Wieder nur dieser feine Nieselregen, anders regnete es nie in
R’Frow. Sollte der Regen das Feuer eindämmen? War das Feuer
entstanden, weil die Geds überall die glühenden Kreise
freibrannten?
    Wenn sie es jetzt taten, warum hatten sie es nicht schon
früher getan?
    Aufgeregte Rufe, diesmal ganz in der Nähe.
    SaSa verschwand blitzschnell im Gebüsch. Zwei delysische
Soldaten, ein Mann und eine Frau, kamen um die Ecke der
Unterrichtshalle gestürmt.

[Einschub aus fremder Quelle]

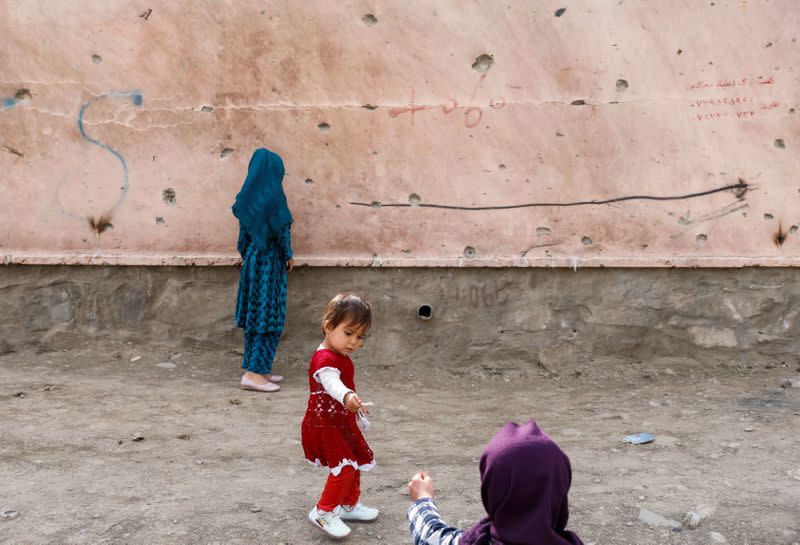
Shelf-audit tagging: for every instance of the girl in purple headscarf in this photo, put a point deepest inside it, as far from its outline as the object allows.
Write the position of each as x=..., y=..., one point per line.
x=525, y=480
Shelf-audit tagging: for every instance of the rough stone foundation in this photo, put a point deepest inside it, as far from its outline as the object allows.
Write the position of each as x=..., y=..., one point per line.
x=511, y=318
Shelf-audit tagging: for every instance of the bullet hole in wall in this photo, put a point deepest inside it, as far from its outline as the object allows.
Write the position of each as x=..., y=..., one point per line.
x=425, y=312
x=780, y=237
x=483, y=63
x=168, y=196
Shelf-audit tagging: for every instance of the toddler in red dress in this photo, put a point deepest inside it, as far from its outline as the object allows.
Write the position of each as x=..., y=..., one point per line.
x=331, y=435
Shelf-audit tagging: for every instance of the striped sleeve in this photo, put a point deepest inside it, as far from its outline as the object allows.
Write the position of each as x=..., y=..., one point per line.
x=427, y=527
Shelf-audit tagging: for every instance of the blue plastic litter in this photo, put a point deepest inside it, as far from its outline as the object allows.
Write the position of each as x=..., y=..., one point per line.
x=639, y=438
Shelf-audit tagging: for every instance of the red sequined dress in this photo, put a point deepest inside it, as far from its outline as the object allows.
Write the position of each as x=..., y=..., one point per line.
x=331, y=437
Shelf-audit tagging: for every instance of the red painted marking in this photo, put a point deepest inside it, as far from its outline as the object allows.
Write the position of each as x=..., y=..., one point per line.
x=411, y=108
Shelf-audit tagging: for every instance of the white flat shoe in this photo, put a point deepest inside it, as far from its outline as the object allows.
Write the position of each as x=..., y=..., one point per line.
x=248, y=384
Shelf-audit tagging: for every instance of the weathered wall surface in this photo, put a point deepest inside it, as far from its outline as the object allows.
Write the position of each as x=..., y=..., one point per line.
x=125, y=130
x=480, y=319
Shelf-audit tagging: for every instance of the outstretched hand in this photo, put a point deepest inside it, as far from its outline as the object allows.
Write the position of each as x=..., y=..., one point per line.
x=353, y=403
x=420, y=486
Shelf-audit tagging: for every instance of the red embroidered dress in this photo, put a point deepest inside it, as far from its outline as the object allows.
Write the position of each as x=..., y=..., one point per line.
x=331, y=437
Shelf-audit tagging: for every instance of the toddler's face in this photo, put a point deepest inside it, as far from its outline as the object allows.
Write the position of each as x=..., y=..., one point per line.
x=345, y=338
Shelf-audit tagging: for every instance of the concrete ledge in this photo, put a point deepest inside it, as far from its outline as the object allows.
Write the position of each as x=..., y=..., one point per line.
x=507, y=317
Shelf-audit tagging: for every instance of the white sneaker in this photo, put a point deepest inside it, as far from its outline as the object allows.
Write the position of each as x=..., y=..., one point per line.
x=329, y=522
x=359, y=513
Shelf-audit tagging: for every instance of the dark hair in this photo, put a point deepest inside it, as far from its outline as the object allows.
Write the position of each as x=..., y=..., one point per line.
x=347, y=307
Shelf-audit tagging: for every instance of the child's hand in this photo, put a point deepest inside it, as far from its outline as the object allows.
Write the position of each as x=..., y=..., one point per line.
x=352, y=402
x=420, y=486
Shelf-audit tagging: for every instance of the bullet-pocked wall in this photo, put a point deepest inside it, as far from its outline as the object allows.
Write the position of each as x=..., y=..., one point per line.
x=414, y=133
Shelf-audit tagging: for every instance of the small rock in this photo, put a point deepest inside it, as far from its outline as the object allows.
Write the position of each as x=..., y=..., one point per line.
x=692, y=520
x=790, y=383
x=716, y=536
x=5, y=348
x=654, y=519
x=8, y=513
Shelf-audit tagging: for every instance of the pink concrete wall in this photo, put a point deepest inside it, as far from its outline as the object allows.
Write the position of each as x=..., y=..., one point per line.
x=125, y=130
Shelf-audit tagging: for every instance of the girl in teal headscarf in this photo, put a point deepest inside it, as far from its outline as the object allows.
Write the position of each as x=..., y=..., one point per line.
x=265, y=247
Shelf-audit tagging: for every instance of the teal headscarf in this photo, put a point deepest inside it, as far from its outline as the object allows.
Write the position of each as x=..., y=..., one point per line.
x=261, y=205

Die beiden wollten offensichtlich in
die Richtung, wo es brannte. Beim Anblick von Ayrid blieb die
Soldatin stehen.
    »Los, komm!« rief der Soldat und packte sie beim
Arm.
    »Warte. Sie ist eine von denen.« Die grauen Augen unter
dem blonden Haarkranz maßen Ayrid von Kopf bis Fuß.
    »Von welchen? Komm schon, sie ist Delysierin!«
    »Sie ist keine Delysierin. Sie ist ein Ged. Sie ist eine von
den Verrätern, die es mit den Geds treiben, wie Tey, dieser
Schleimer.«
    Der Mann zögerte, warf einen Blick in Richtung der
Feuersbrunst. »Laß sie. Khalid wird jeden von uns
brauchen.«
    »Nein! Sie sind Verräter, sie stecken mit den Geds und
den Jeliten unter einer Decke!« Sie packte Ayrids Haar und
setzte ihr das Messer unters Kinn. »Ein Gedmesser. Das Richtige
für einen Verräter, was meinst du, Ayrid?«
    »Ayrid?« sagte der Mann. Er wandte den Blick von der
Feuersbrunst und musterte Ayrid. »Das ist Ayrid?«
    »Laß mich zufrieden, Arwa! Verdammt…«
    »Sei nicht dumm! Du weißt genau, was Kelovar gesagt
hat…«
    »Er kann mir gestohlen bleiben!« fauchte die Frau.
»Siehst du ihn irgendwo?«
    »Laß sie in Ruhe, ich sag es dir!« Arwa, der
vorhin noch hastig und unbeteiligt geklungen hatte, sagte das mit
solcher Schärfe, daß die Frau zögerte. »Kelovar
meint, was er sagt.«
    Die Frau ließ Ayrids Haare fahren. Arwa lief weiter, doch
sie machte ihrer Wut und ihrer Enttäuschung Luft, indem sie in
die Wroffröhren packte, Ayrid ins Gras kippte, den Stuhl
über den Kopf hob und ihn mit aller Macht auf den Boden
schmetterte.
    Wroff war Wroff. Nichts verbog sich, nichts brach.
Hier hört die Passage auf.